Why is it that engagement executives so frequently come across as knowing so little about their supposed area of expertise, like, you know, auditing?  I mean honestly, aren’t the majority of review notes written by managers, senior managers and partners tacit admissions that they have no clue what’s going on?   How it is that those who have spent their entire professional careers in auditing – five, ten, 13 years – can display such extraordinary incompetence on the subject?   Shouldn’t we expect more from our engagement leaders, those distinguished mentors, those stalwarts of the capital markets?
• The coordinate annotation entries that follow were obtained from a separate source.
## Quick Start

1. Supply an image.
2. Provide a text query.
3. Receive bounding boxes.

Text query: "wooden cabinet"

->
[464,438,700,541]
I’ve listed a couple of review notes I recently received from a senior manager.  This professional has been auditing her entire professional career.  By any standard, she should be an expert in her field of work.  Using the 10,000 hour standard popularized by Malcolm Gladwell in his best selling book Outliers  for example, this woman should know her shit backwards and forward.  (For those doing the math, at 47 weeks per year – auditors love them some vacation – 5 days a week, 8 hours a day, she’s clocked over 24,000 hours of auditing).  So it’s astonishing really that she is writing comments like the ones I’ve included below.   For your comic benefit, I’ve also included the response I was thinking in my head as I writing some diplomatic nonsense just so I could close the note and be done with her.

–          Not sure why the completeness assertion is associated?

o   You tell me, big guy.  You’re the apparent expert, no?  Why the f*** should I know why the completeness assertion is associated?  I just rolled the damn thing forward from prior year.  You think I actually think about this shit?

–          Do we need to add more significant processes to this assertion?

o   How the f*** do I know?  I’m a second year staff auditor.  I don’t know the difference between the measurement assertion and the f*** this assertion.  If you wanna add more significant processes to the assertion, be my guest.  No one’s stopping you.  Add those processes to your heart’s content.

–          Why would this impact the completeness and disclosure assertion?

o   I’m all ears.  You’re the one who’s been doing this for 13 years, a little help here?  This is your rasion d’être, your pièce de résistance. Oh, what’s that?  You don’t know shit?  You actually haven’t done any real work the last 13 years?   

Imagine for a moment a surgeon turning to his first-year resident during the middle of a knee replacement operation and asking something like “do we need to add another screw to this side of the implant?”  Or a lawyer, during a cross-examination of a witness, stopping his questioning to confer with the tag-along-associate whether or not he is permitted to introduce Exhibit A into the record.  How absurd would these scenarios be?  Spectacularly.  Why?  Because surgeons and lawyers and bankers and engineers and doctors and other professionals generally know a thing or two about their professional work.  But for some reason, we give a pass to auditors and we tolerate their remarkably stupid questions.  Enough, please.